Dr. Helen Smith is a psychologist and author who you may know as the wife of Instapundit blogger, Glenn Reynolds.

She was recently interviewed by Jerry Bowyer of Forbes.

Welcome To “Girlington”: Helen Smith On How College Is Becoming A Hostile Working Environment For Men

Jerry: “There’s a sort of universal theme in twentieth century thought – really it starts in nineteenth century thought – of an idea of a revolution by the victim group against the victimizer group, against the powerbase. Archetypally the powerbase is white, male, Christian, phallocentric, logocentric, capitalist, imperial, et cetera; there’s this list of ways in which a certain group of people are said to have victimized the entire world. And then all these different groups have their liberation moment, but the liberation moment doesn’t seem to want to stop at a moment of liberation. It seems to want to go on to an inversion; a kind of comeuppance; a, “Now it’s your turn.””

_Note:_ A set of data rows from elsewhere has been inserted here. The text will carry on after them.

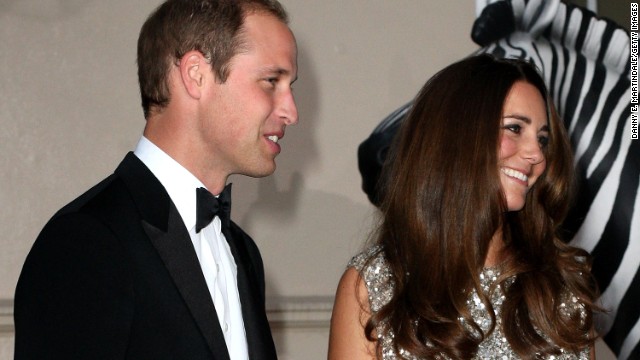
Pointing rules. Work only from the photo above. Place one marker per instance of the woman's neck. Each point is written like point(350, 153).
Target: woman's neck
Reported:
point(496, 253)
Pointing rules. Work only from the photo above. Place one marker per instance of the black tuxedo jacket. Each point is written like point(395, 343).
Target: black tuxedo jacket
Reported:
point(113, 275)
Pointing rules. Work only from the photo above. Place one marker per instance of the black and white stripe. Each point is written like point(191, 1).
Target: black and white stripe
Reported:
point(586, 65)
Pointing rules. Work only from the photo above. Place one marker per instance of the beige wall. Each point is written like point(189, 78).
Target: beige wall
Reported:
point(69, 111)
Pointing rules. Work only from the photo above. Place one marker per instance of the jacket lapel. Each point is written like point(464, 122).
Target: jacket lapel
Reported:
point(256, 325)
point(164, 227)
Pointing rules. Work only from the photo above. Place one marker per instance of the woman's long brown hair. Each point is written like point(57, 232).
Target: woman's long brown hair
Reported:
point(444, 203)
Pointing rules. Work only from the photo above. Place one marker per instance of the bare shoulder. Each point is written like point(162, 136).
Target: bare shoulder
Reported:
point(347, 339)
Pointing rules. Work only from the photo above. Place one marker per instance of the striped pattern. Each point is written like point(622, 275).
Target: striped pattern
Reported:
point(586, 65)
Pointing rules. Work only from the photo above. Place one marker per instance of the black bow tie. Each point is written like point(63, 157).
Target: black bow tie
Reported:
point(208, 206)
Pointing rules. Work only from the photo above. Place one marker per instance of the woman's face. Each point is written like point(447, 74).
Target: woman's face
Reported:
point(524, 134)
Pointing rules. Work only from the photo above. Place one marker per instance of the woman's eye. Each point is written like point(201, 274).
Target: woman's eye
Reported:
point(543, 140)
point(515, 128)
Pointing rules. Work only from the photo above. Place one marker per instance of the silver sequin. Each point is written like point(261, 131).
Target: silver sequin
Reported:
point(380, 284)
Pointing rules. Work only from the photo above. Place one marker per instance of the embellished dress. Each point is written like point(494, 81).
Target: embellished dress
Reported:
point(379, 283)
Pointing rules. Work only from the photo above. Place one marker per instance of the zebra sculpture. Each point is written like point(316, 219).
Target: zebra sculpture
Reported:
point(586, 65)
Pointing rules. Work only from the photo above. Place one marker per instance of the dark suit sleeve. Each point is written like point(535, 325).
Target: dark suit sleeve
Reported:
point(74, 298)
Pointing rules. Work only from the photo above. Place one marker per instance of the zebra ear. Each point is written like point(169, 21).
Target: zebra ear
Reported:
point(495, 22)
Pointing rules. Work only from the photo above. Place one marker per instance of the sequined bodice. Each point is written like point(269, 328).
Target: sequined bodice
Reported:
point(379, 284)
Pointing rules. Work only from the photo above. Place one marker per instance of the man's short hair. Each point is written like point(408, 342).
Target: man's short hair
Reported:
point(212, 27)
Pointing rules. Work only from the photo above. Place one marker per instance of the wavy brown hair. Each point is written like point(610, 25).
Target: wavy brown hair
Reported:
point(443, 205)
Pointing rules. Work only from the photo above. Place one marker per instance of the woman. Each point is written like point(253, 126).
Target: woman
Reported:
point(468, 261)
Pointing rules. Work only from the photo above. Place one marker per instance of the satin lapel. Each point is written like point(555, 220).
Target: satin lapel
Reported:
point(256, 325)
point(164, 227)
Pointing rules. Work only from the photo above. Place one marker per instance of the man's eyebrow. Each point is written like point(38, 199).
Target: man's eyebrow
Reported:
point(523, 118)
point(278, 71)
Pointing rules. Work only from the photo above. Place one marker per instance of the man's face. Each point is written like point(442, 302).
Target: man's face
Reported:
point(243, 118)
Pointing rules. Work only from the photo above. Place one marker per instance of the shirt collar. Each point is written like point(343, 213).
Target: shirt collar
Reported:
point(179, 183)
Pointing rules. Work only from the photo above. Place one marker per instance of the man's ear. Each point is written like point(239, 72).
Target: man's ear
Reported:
point(193, 71)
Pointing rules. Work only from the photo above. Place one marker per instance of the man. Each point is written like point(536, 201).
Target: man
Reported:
point(130, 269)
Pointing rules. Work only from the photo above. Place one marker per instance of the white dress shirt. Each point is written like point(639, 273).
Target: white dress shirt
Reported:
point(210, 245)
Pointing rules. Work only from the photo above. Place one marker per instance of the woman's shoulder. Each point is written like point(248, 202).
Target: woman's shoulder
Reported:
point(370, 254)
point(376, 274)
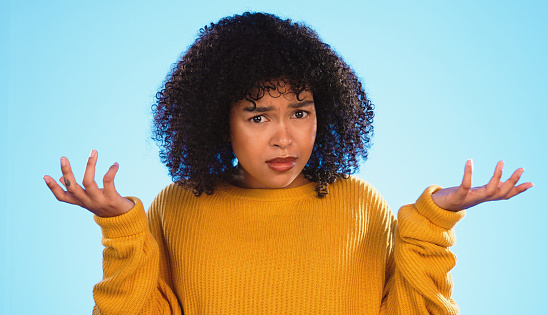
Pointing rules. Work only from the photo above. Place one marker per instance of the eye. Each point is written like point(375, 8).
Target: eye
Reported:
point(258, 119)
point(300, 114)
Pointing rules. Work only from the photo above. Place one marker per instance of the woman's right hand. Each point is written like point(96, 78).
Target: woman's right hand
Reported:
point(104, 202)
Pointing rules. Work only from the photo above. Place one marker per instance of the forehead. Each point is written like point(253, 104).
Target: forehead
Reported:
point(273, 92)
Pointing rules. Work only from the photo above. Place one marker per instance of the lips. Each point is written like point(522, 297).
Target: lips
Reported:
point(282, 164)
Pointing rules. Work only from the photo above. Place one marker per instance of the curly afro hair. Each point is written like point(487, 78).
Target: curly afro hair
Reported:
point(236, 58)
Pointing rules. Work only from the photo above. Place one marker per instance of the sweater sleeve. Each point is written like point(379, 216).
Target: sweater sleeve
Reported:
point(132, 281)
point(419, 281)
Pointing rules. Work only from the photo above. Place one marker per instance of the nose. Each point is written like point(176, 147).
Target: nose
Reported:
point(281, 137)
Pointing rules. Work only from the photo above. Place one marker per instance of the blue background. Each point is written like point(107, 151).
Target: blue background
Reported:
point(450, 80)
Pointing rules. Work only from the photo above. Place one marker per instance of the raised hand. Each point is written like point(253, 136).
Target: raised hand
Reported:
point(104, 202)
point(466, 196)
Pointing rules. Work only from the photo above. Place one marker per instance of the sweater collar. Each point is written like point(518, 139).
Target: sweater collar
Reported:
point(301, 192)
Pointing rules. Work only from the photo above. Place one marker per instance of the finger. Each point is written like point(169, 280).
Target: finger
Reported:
point(59, 193)
point(70, 182)
point(466, 183)
point(108, 181)
point(509, 184)
point(493, 185)
point(518, 190)
point(89, 175)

Helen: “Right. I thought feminism was supposed to be about equality. I was somewhat of a feminist, or I was very much a feminist when I was younger, because I had this idea – naively – that it was about equality, that we wanted to see men and women as equals. Instead, women today want special privileges and no responsibilities or very little, and they want men to have the responsibilities but none of the privilege. As you point out, there’s the problem.”

Jerry: “You mentioned a number of institutions in which men feel uncomfortable – no, it’s actually not a matter of feeling uncomfortable, it’s a matter of actually being disadvantaged. There’s one you haven’t mentioned yet which is something that overlaps with an interest of mine and of your husband’s, Glenn Reynolds: the idea of a college bubble, the idea of a higher education system in which the value of the product has been become completely dissociated from the price of it. Talk to me a little bit about – what do you call it, Girltown or Girlingtown? – the universities as sort of a world hostile to men.”

Helen: “Right. I call it Girlington [in the book] and that’s sort of like Burlington. There’s so many women at the University of Vermont they call the place Girlington as opposed to Burlington. What’s interesting is that it’s something like 60% women going to college and 40% men, and I think you’re right. I don’t think that it’s just the higher education bubble – I know that my husband Glenn Reynolds is interested in that and actually has a new book called The New School coming out about that very topic – but I think that actually what’s happening is that not only is the [college] commodity much less desirable to men but I think that the environment itself is actively hostile towards men.